CVE data (CVE schema model 6)
The CVE Program is anticipated to launch CVE schema model 6, which is able to introduce SSVC choice level picks, thus enabling standardized, machine-readable SSVC information to be distributed immediately from the CVE.org web site feed. This can assist CVE Numbering Authorities (CNAs) and ADP information suppliers talk SSVC evaluations earlier within the lifecycle and assist a shift-left strategy to vulnerability administration.
CSAF data (Launch 2.1 )
Widespread Safety Advisory Framework (CSAF) data construct on CVE data to supply machine-ingestible information about vulnerabilities. The CSAF 2.1 launch integrates the CERT Coordination Middle’s SSVC choice level values and choice schema in its specification. By including the structured SSVC Choice information into CSAF data, automated vulnerability tooling can now change SSVC information end-to-end, permitting a broader set of stakeholders to operationalize SSVC extra shortly.
Immediately, Deployers Can Readily Undertake SSVC
Within the early days of SSVC, stakeholders needed to mine their very own CVE information in relation to their choice fashions. Now, stakeholders can use CISA-provided Vulnrichment information to use publicly shared SSVC info of their choice fashions in order that stakeholders can enhance consistency and effectivity of their vulnerability responses. Notably, deployers utilizing the default SSVC Deployer Choice Desk have a neater path to adopting SSVC. As choice factors, the states of Exploitation and whether or not an exploit is Automatable are common throughout techniques, making them high-value metrics to speak when exchanging vulnerability information. With these two choice factors supplied, deployers solely want to contemplate the choice factors System Publicity and Human Influence, that are static from one vulnerability to the following as a result of they’re attributes of the system in query. As soon as deployers assess a listing of those two choice factors, they usually can eat information about Exploitation and Automatable choice factors, the deployers have all requisite info to make use of SSVC of their vulnerability administration.
The Way forward for SSVC
As SSVC turns into extra extensively adopted in assist of vulnerability response, we hope that SSVC information will embrace extra vulnerability data and the APIs to eat them. This consists of adoption by information producers of the codecs that embrace SSVC information to the instruments to eat that information. We ask stakeholders to search for SSVC information in codecs that they’re already consuming, comparable to in CVE, NIST, and CSAF data.

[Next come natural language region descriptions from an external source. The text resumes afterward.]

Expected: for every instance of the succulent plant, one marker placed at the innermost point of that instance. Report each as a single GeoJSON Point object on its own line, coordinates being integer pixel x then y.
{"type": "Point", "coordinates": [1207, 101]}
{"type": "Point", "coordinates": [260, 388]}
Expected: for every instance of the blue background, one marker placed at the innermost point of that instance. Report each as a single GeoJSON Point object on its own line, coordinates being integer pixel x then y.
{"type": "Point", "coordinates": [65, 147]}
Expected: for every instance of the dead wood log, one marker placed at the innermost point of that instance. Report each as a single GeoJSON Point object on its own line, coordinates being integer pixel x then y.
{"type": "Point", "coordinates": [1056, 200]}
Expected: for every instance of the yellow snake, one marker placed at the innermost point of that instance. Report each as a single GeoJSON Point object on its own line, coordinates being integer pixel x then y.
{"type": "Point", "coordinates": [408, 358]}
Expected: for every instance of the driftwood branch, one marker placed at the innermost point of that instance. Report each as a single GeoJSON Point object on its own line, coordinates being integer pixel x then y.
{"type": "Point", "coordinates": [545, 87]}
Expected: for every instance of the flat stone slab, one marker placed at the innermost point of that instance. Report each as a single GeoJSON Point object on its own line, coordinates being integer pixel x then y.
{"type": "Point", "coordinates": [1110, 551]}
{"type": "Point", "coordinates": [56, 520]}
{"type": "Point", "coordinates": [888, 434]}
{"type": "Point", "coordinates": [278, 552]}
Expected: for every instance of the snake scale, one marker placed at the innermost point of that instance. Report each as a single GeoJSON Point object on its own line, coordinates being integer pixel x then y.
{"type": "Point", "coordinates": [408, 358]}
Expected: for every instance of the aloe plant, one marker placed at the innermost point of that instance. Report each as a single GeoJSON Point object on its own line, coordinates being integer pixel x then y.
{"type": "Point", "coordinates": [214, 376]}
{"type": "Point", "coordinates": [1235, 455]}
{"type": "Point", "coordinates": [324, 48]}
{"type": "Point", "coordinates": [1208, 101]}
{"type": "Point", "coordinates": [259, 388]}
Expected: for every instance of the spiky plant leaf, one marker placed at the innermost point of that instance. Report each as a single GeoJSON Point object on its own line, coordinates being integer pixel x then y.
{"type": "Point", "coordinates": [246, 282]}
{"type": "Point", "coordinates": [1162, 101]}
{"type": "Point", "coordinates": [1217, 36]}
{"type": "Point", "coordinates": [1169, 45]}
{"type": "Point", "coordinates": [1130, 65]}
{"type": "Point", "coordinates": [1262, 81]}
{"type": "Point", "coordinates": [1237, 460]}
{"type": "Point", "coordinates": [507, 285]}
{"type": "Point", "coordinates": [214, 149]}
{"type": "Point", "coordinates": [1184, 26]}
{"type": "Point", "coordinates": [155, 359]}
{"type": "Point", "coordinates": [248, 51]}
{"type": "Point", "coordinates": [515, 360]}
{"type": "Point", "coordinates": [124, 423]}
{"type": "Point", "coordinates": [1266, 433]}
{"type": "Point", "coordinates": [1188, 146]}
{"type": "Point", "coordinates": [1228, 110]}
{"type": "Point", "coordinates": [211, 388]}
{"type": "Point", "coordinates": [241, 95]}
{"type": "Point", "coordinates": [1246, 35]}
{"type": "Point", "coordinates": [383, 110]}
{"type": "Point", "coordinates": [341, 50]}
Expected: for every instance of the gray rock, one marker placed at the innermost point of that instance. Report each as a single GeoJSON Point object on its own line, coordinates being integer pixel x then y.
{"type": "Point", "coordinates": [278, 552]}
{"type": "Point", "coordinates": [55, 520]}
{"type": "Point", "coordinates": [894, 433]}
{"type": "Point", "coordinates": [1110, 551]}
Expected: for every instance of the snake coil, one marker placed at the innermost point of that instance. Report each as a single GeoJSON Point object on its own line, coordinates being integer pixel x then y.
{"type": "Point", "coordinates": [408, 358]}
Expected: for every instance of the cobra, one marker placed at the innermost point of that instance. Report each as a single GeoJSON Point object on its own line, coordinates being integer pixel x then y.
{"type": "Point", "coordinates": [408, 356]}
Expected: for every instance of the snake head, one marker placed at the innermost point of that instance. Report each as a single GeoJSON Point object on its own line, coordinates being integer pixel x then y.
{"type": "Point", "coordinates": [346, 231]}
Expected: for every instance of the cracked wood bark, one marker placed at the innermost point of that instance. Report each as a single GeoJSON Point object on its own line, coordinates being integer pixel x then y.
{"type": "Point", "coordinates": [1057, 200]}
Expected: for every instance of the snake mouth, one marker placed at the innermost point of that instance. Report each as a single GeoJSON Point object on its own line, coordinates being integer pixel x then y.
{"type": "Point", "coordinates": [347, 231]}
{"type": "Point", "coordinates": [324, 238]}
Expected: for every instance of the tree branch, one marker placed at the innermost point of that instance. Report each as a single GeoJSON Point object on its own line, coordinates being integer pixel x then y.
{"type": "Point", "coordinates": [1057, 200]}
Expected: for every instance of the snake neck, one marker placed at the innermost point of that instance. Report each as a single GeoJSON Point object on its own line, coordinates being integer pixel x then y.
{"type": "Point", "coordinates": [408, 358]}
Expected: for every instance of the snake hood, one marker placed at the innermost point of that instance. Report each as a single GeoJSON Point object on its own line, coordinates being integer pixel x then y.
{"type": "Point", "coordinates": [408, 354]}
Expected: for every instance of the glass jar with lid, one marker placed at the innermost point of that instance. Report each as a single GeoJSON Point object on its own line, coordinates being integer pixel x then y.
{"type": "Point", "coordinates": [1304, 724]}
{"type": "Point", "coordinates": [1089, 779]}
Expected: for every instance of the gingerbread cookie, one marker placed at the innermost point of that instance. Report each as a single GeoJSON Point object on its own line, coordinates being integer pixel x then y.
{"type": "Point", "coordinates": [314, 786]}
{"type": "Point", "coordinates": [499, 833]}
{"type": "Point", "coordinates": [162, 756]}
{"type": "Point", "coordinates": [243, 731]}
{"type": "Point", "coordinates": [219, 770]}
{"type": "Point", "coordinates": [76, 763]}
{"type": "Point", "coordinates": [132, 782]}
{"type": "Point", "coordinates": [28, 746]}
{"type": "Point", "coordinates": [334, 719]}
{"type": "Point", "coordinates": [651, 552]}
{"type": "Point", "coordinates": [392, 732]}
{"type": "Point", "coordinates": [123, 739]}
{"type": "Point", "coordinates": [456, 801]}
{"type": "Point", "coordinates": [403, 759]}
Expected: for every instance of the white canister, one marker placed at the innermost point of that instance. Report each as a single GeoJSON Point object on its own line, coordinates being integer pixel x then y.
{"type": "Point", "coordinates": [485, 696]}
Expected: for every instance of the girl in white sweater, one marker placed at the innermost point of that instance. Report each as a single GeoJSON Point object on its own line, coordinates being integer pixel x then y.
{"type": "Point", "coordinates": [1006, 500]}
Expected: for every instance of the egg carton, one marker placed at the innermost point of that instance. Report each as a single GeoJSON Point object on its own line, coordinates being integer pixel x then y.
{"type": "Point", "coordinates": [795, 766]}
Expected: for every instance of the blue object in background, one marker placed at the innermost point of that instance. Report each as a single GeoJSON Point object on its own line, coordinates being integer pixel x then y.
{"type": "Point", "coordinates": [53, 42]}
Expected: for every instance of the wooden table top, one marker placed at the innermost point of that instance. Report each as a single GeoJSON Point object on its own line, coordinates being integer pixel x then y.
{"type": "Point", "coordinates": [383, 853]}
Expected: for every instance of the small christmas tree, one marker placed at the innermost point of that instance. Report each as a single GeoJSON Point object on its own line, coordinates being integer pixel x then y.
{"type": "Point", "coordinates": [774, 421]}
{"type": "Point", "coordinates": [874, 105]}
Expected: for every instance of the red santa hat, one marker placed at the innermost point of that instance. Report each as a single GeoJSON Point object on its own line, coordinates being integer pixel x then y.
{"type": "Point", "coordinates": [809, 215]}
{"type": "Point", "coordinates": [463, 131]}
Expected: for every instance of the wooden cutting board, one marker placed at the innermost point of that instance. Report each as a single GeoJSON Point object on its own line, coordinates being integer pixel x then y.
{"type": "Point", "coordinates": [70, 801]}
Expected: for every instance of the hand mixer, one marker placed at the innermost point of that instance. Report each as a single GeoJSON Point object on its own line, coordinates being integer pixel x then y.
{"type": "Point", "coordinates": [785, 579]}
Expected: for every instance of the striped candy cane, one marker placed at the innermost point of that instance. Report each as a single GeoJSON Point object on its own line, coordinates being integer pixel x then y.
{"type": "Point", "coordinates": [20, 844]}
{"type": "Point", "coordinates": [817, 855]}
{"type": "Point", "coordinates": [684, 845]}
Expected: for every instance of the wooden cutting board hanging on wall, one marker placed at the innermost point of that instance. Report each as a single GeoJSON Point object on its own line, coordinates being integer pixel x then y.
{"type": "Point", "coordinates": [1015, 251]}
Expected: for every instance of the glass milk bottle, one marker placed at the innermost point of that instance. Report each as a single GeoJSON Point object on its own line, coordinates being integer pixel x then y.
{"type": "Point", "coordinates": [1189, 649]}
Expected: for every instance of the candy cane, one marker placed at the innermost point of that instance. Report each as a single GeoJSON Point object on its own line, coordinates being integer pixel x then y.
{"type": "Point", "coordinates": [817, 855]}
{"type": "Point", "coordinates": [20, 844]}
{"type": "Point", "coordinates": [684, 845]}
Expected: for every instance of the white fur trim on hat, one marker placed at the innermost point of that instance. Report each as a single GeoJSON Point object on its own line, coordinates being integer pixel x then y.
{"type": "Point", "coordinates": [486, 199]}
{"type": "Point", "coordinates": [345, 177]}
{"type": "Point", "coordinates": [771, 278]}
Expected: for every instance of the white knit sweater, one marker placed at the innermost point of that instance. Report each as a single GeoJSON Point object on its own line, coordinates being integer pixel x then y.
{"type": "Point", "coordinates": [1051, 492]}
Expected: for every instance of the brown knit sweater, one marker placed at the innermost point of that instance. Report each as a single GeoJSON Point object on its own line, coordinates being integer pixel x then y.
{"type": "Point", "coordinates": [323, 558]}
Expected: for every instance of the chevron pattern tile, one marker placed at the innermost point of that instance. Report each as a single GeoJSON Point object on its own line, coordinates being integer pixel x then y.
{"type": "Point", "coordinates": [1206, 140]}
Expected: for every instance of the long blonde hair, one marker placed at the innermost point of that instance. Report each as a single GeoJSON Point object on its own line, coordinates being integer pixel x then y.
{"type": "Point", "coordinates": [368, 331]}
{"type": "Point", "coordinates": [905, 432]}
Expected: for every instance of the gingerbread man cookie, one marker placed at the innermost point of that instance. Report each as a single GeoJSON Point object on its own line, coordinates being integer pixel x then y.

SSVC will proceed to pursue extensibility and customization whereas preserving a dependable approach for these sources to be processed and utilized in vulnerability prioritization and past. When you’re nonetheless uncertain about SSVC, attempt our interactive SSVC Calculator, which demonstrates the flexibility to render and current publicly out there CVE information with a call mannequin. One other software in our web site, SSVC Explorer, permits you create your individual coverage or assist customise ready-made coverage on your wants. Lastly, when you have options to assist us enhance SSVC, wish to inform us about your use case, or in any other case present suggestions, please don’t hesitate to make use of our GitHub Discussions as the start line for a dialog.